Vejamos, pois, o regime jurídico em vigor, analisando o que dispõem os normativos em confronto:
Com efeito, estabelece o artigo 110º do TJUE que:
“Nenhum Estado-Membro fará incidir, direta ou indiretamente, sobre os produtos dos outros Estados-Membros imposições internas, qualquer que seja a sua natureza, superiores às que incidam, direta ou indiretamente, sobre produtos nacionais similares.
Além disso, nenhum Estado-Membro fará incidir sobre os produtos dos outros Estados-Membros imposições internas de modo a proteger indiretamente outras produções.”

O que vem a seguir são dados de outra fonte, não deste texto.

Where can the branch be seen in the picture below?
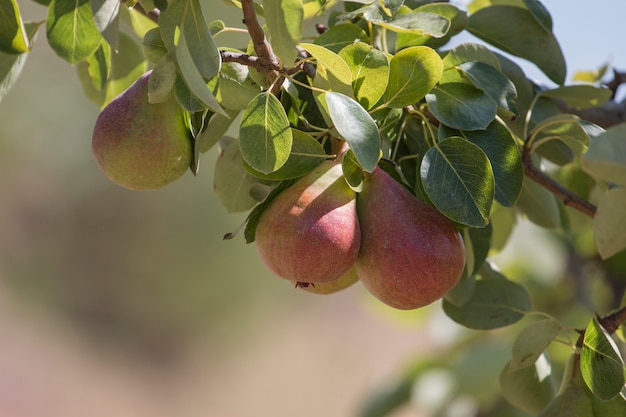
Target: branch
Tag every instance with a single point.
(268, 62)
(540, 177)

A legislação nacional que, segundo o Requerente, viola a norma comunitária, são as normas constantes dos artigos 7.º e 11.º do CISV, em particular esta última, cuja redação, à data da ocorrência do facto tributário e no que concerne a veículos ligeiros de passageiros, movidos a gasóleo, dispunha o seguinte:
“Artigo 7.º
Taxas normais – automóveis
1 - A tabela A, a seguir indicada, estabelece as taxas de imposto, tendo em conta a componente cilindrada e ambiental, e é aplicável aos seguintes veículos:
a) aos automóveis de passageiros;
b) aos automóveis ligeiros de utilização mista e aos automóveis ligeiros de mercadorias, que não sejam tributados pelas taxas reduzidas nem pela taxa intermédia.
(…)
Componente Cilindrada
Escalão de Cilindrada
(centímetros cúbicos)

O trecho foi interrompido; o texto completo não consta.